Car, sans parler de leur supériorité intellectuelle, ils paraissent encore jouir d’une constitution plus robuste.

Mais, quelque fussent les avantages personnels des deux rameurs, ils étaient trop inférieurs en nombre pour pouvoir, ce semble, lutter longtemps avec chance d’échapper.

Et puis, une balle perdue pouvait, d’un moment à l’autre, casser un bras, ou fendre un aviron.

Cependant ces dangers si éminents ne faisaient rien perdre au Canotier de son admirable sang-froid, et paraissaient n’avoir d’autre effet que de délier sa langue :

— Il faut montrer à ces chiens d’Iroquois que nous nous connaissons en écorce de bouleau, Tshinépik’.

Je ne nie pas qu’ils possèdent quelqu’habileté à fabriquer un canot ; mais ils ne savent pas comme nous choisir la véritable écorce.

Et puis, ont-ils jamais eu le tour de relever avec grâce les deux pinces d’un canot de manière à lui donner cette forme svelte qui prête aux nôtres un air si coquet quand ils dansent sur la lame ?

Ah ! je reconnaîtrais un des miens parmi toute une flotte de canots iroquois.

Ne me parlez pas non plus d’un canot mal gommé ; il faut pour qu’il glisse bien sur l’eau que l’enduit de gomme soit posé avec tant de soin que les flancs soient polis et glacés comme la lame d’un rasoir.

Alors ce n’est plus un canot ; — c’est une plume, c’est une aile d’oiseau qui nage dans l’air ; — c’est un nuage chassé par l’ouragan ; — c’est quelque chose d’aérien, d’ailé, qui vole sur l’eau comme… comme nous maintenant.


Le Canotier disait vrai ; car la légère pirogue, obéissant à ses gigantesques coups d’aviron, semblait à peine effleurer les flots.

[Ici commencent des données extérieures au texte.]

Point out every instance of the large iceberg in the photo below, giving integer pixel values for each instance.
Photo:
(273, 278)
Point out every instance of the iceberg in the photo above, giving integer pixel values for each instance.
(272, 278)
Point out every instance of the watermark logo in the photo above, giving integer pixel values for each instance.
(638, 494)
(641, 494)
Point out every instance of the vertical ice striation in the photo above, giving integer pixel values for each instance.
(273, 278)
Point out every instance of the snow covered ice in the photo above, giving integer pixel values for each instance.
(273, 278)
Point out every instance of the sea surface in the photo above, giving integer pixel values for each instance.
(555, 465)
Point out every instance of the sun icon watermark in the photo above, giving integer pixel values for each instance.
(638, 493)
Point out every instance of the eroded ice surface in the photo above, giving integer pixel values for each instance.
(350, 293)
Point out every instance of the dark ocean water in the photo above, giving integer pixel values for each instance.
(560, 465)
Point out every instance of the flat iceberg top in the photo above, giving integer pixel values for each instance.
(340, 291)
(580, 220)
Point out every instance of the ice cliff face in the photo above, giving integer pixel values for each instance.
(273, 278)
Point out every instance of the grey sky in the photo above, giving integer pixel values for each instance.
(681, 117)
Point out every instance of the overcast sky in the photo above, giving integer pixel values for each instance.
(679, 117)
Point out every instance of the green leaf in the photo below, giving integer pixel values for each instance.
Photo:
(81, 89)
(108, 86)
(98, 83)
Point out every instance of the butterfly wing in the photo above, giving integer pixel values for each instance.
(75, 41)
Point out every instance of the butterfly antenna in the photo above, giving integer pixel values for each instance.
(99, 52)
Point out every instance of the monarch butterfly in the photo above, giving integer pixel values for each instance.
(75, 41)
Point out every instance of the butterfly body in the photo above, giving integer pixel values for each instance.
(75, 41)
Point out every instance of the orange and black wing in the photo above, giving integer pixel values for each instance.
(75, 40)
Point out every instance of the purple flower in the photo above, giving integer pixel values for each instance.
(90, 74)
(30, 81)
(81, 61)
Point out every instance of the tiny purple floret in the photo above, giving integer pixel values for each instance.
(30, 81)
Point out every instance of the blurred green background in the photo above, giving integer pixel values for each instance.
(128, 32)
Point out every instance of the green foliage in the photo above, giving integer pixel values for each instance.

Ou eût dit une sarcelle, effrayée par le chasseur, rasant la cime des vagues à tire d’aile.

— Camarade, voici encore deux balles à notre adresse, — interrompit le Tshinépik’, qui jusque-là s’était renfermé dans ce silence flegmatique qui caractérise la race indienne, et que les Sauvages affectent surtout au moment du danger, afin de cacher toute émotion ; — l’Iroquois s’imagine déjà nous avoir devancés, car ses coups ont porté en arrière de notre canot.

Mais mon frère s’aperçoit-il que nous n’avons rien gagné et qu’ils sont toujours en ligne avec nous ?

— Ça ne peut pas durer, tu as raison, reprit le Canotier en secouant la tête ; nous ne sommes jamais capables de les dégrader. Ils sont trop nombreux contre nous.



  1. En terme de marine, scier veut dire ramer à reculons.